If you don’t include him on your policy, you and your son will apply separately, which will be the case after September 2026 anyway. It’s easier – no mid-year switch, no allocating premiums, not paying upfront and getting reimbursed by a tax credit after the fact. However, if your son chooses a Bronze plan because he’s young and healthy, it may cost less than his tax credit, and you can’t use the remaining part of his tax credit.
Do the math both ways at open enrollment, see how much you can save by including your son (if any), and then decide whether the savings is worth the complexity.
Harry Sit says
The IRS published the applicable percentages table for 2026 today. I added a calculator using the official data to show how the net premium will increase between 2025 and 2026. The KFF calculator linked previously used estimates that were lower.

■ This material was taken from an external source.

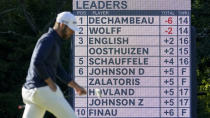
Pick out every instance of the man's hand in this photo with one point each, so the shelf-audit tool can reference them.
(80, 90)
(51, 84)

https://thefinancebuff.com/stay-under-obamacare-premium-subsidy-cliff.html#htoc-calculator
Tim says
I plan on retiring in April of 2026, ACA is a big part of retiring early for me. In 2025 my income will be over inflated due to taking some withdrawals to pay down some debt. Can I still estimate my 2026 income in April of 2026 or am I going to be forced to show a 2025 return ?
Harry Sit says
You can still estimate. They may or may not challenge your estimate. If they challenge it and don’t accept your explanation, you won’t get the subsidy upfront, but you’ll get it as a tax credit when you file your tax return.